The repeated discovery of the same node via different methods leads to reward

microsoft / CyberBattleSim

An experimentation and research platform to investigate the interaction of automated agents in an abstract simulated network environments.

MIT License

1.67k stars 260 forks source link

The repeated discovery of the same node via different methods leads to reward #18

Closed jaromiru closed 3 years ago

jaromiru commented 3 years ago

I noticed by generating a random CyberBattleRandom-v0 environment and using the agent with random actions, that if the same node is discovered with different methods (e.g., traceroute / shared files) it leads to a repeated reward.

It seems as incorrect behaviour, because this way the agent is incentivized to repeatedly discover the same nodes with different actions.

blumu commented 3 years ago

@jaromiru That's indeed the current behaviour. We currently only prevent repeated reward when the same attack action is used to discover the node: https://github.com/microsoft/CyberBattleSim/blob/56fdb676c452bf15b2bf709436c2eabed5a3830e/cyberbattle/simulation/actions.py#L317

We could address this by returning a reward of 0 if all the nodes revealed by the attack are all already discovered by the agent, though I am not sure what should be the returned reward when only some of the revealed nodes were known. One option is to return a fraction of the reward given by the number of newly discovered nodes divided by the number of nodes revealed by the attack. Alternatively we could use the intrinsic value assigned to each node to weigh the importance of each newly discovered node when calculating the reward. What do you think?

jaromiru commented 3 years ago

Ok, let's take a step back. In my opinion, the reward should be based on the results, not on whether an attack was successful or not. The network itself can change (you allow it explicitly e.g., in ExternalRandomEvents DefenderAgent), so the same attack can actually result in different results over time.

In the case of discovered nodes, the reward should also be additive, i.e. the total reward for discovering several nodes should be in total the same, regardless of the exact steps taken to discover them. Neither of the proposed solutions seem right. The first one does not cope with the dynamically changing network, or chances that nodes are actually discovered. The second leaks information about nodes' value through the reward to the agent. A straightforward solution seems to be simply a fixed reward per every newly discovered node.

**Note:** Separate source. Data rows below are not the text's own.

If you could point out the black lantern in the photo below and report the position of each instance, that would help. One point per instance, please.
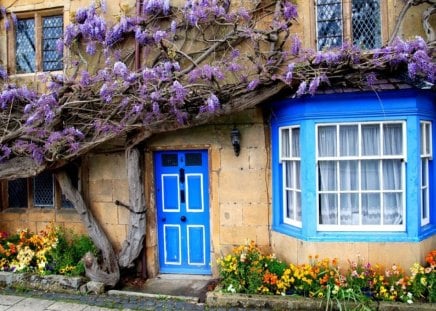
(235, 136)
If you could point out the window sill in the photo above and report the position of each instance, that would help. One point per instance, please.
(33, 74)
(357, 236)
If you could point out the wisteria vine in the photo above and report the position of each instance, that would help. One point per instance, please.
(195, 60)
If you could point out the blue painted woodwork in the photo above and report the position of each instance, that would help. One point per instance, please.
(182, 202)
(411, 106)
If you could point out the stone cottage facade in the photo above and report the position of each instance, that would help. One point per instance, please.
(237, 197)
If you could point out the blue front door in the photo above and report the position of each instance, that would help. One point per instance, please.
(182, 202)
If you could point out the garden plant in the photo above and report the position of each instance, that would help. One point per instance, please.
(247, 270)
(52, 251)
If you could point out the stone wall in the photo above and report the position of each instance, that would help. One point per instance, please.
(239, 186)
(297, 251)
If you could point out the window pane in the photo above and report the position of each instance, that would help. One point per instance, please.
(371, 209)
(423, 132)
(424, 172)
(328, 176)
(296, 142)
(43, 191)
(366, 23)
(329, 23)
(348, 175)
(393, 139)
(327, 141)
(328, 214)
(25, 45)
(289, 174)
(285, 143)
(349, 209)
(392, 179)
(52, 30)
(428, 139)
(298, 205)
(297, 172)
(370, 139)
(17, 192)
(370, 177)
(289, 205)
(392, 214)
(348, 140)
(424, 199)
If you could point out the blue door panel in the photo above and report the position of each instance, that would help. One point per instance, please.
(196, 246)
(182, 203)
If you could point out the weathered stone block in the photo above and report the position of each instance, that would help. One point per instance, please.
(101, 191)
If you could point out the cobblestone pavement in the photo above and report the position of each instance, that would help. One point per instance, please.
(12, 300)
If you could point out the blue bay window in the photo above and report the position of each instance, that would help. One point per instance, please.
(354, 167)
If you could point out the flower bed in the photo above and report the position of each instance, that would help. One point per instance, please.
(52, 251)
(247, 270)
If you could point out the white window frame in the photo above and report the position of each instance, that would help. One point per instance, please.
(295, 219)
(359, 158)
(426, 157)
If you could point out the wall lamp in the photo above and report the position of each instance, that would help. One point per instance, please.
(235, 136)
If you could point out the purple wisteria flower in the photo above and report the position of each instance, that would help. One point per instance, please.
(120, 69)
(289, 73)
(289, 10)
(3, 73)
(371, 78)
(159, 35)
(5, 152)
(295, 45)
(212, 104)
(302, 88)
(156, 7)
(253, 84)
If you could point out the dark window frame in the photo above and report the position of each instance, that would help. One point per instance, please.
(38, 17)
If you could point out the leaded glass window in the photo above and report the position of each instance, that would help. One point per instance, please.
(329, 23)
(25, 45)
(43, 190)
(366, 23)
(36, 40)
(17, 193)
(52, 29)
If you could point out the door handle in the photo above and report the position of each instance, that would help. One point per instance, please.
(182, 175)
(182, 196)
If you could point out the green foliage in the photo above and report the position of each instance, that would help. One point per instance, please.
(53, 250)
(67, 256)
(246, 270)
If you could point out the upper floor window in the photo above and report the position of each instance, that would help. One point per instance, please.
(426, 155)
(34, 42)
(40, 191)
(360, 176)
(357, 20)
(290, 159)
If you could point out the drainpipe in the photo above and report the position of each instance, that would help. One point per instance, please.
(137, 65)
(137, 48)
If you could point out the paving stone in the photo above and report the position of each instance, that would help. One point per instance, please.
(6, 300)
(31, 304)
(63, 306)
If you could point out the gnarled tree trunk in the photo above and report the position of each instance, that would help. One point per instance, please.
(134, 242)
(108, 271)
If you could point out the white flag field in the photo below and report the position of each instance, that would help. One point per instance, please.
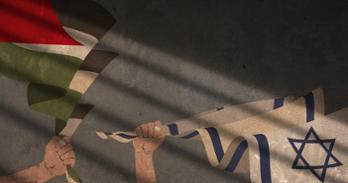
(280, 140)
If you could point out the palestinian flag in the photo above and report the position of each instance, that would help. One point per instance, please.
(50, 44)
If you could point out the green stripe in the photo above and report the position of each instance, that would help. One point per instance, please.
(49, 76)
(38, 67)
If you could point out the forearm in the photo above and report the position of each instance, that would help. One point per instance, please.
(34, 174)
(144, 168)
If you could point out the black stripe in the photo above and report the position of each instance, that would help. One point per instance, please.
(265, 161)
(310, 106)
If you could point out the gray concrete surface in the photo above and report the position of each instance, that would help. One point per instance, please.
(179, 58)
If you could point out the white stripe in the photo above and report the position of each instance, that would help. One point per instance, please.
(79, 51)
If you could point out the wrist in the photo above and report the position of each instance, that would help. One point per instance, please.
(144, 152)
(43, 174)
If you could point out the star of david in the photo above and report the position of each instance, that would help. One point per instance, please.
(312, 138)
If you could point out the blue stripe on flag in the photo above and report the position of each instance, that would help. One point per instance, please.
(237, 156)
(214, 136)
(173, 128)
(278, 102)
(310, 106)
(265, 161)
(190, 135)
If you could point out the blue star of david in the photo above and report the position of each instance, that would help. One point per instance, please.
(317, 168)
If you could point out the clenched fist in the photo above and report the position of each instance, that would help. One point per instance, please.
(149, 137)
(58, 154)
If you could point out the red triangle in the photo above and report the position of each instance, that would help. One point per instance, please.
(31, 21)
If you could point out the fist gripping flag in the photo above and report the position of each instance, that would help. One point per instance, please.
(293, 142)
(50, 44)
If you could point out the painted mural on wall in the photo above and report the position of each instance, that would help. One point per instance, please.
(278, 140)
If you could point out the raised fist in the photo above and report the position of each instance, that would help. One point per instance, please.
(149, 137)
(58, 154)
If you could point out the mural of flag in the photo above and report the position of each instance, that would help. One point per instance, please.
(287, 140)
(50, 44)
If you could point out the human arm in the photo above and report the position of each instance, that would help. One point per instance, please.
(149, 137)
(58, 154)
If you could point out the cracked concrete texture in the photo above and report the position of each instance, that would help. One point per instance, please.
(178, 58)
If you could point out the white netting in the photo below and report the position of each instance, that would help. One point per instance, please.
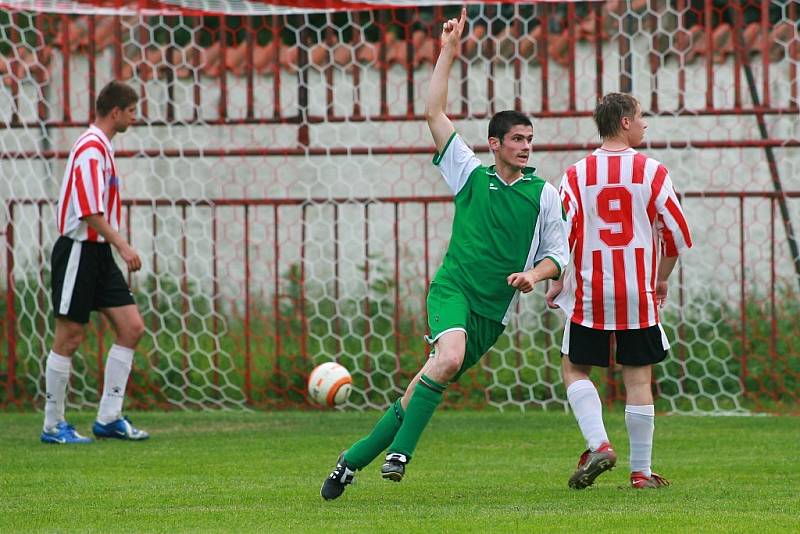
(281, 194)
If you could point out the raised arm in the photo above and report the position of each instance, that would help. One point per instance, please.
(435, 104)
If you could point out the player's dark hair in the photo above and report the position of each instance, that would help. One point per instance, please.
(610, 110)
(115, 95)
(503, 121)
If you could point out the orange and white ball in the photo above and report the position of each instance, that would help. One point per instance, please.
(329, 384)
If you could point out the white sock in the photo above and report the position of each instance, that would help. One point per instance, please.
(118, 368)
(56, 377)
(640, 421)
(588, 410)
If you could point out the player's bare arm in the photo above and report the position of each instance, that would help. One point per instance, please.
(665, 266)
(441, 126)
(525, 281)
(126, 252)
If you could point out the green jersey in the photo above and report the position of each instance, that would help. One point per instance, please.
(498, 229)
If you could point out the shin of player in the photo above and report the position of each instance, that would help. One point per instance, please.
(626, 232)
(85, 276)
(508, 234)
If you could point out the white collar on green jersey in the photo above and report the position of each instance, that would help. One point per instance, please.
(527, 174)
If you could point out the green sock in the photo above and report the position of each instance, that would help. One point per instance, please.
(363, 451)
(427, 396)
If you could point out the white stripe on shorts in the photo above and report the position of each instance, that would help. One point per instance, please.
(70, 276)
(565, 340)
(664, 340)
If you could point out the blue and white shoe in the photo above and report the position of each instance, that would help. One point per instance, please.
(62, 434)
(119, 429)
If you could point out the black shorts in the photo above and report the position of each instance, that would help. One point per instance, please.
(85, 277)
(637, 347)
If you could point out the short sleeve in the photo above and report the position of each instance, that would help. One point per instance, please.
(456, 162)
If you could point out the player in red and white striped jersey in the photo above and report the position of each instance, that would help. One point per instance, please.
(626, 232)
(85, 276)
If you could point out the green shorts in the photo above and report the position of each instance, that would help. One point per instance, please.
(448, 310)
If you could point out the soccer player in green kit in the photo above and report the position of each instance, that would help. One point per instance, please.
(508, 234)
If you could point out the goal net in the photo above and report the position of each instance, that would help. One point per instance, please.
(279, 189)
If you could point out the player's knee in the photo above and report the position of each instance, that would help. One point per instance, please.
(134, 332)
(67, 340)
(449, 362)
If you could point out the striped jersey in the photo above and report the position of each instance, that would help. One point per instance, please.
(498, 229)
(90, 186)
(622, 212)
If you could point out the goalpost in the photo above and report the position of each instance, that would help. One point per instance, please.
(278, 187)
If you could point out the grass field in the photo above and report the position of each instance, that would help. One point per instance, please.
(474, 472)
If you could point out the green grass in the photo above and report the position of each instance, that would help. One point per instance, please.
(474, 472)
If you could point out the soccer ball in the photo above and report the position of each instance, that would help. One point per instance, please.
(329, 384)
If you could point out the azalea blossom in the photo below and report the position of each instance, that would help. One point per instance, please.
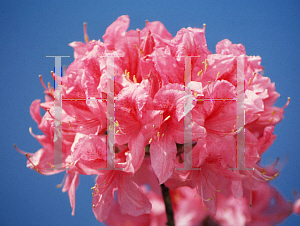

Since this is a quite substantial design decision, it would be better if more competent people gave this a thought, though.

blumu commented 3 years ago

@jaromiru Good points. Alternatively we could also have the environment assign a 'discovery value' to every node in addition to their intrinsic value, and use that instead of a fixed reward when the node gets discovered the first time.

jaromiru commented 3 years ago

I thought more about giving a fraction of the intrinsic reward for a discovery. It leaks some information, true, but that is not necessarily a bad thing. It will point the agent in the direction of high value targets. And compared to the 'discovery value' - one less parameter to worry about. So, for a game-like environment, as this is, it seems allright.

blumu commented 3 years ago

@jaromiru Fair point, though contrary to what I proposed earlier the fraction should not be calculated as value(nodes_newly_discovered) / value(nodes_revealed_by_attack), otherwise this could lead to different rewards depending on the attacks execution order.

For example, suppose you have two attacks A1 and A2 where:

A1 reveals nodes 1, 2 with respective value 1, 2;
A2 reveals node 2, 3 with respective value 2, 3.

Then A1 followed by A2 yields a total reward of 1 + 3/5 while A2 followed by A1 yields a total reward of 1 + 1/3.

blumu commented 3 years ago

In PR #26 that I just submitted, the intrinsic value of the newly discovered nodes gets returned as the reward. Would this be a reasonable solution?

jaromiru commented 3 years ago

I thought that you propose simply [c * sum(intrinsic value of newly discovered nodes)], with some c < 1. That's additive and reasonable. Is that what you implemented?

blumu commented 3 years ago

@jaromiru Yes, that's what I implemented, except that currently c = 1. Also I added a fixed reward for newly discovered credentials and node properties.

jaromiru commented 3 years ago

Ok, I think we can close this for now.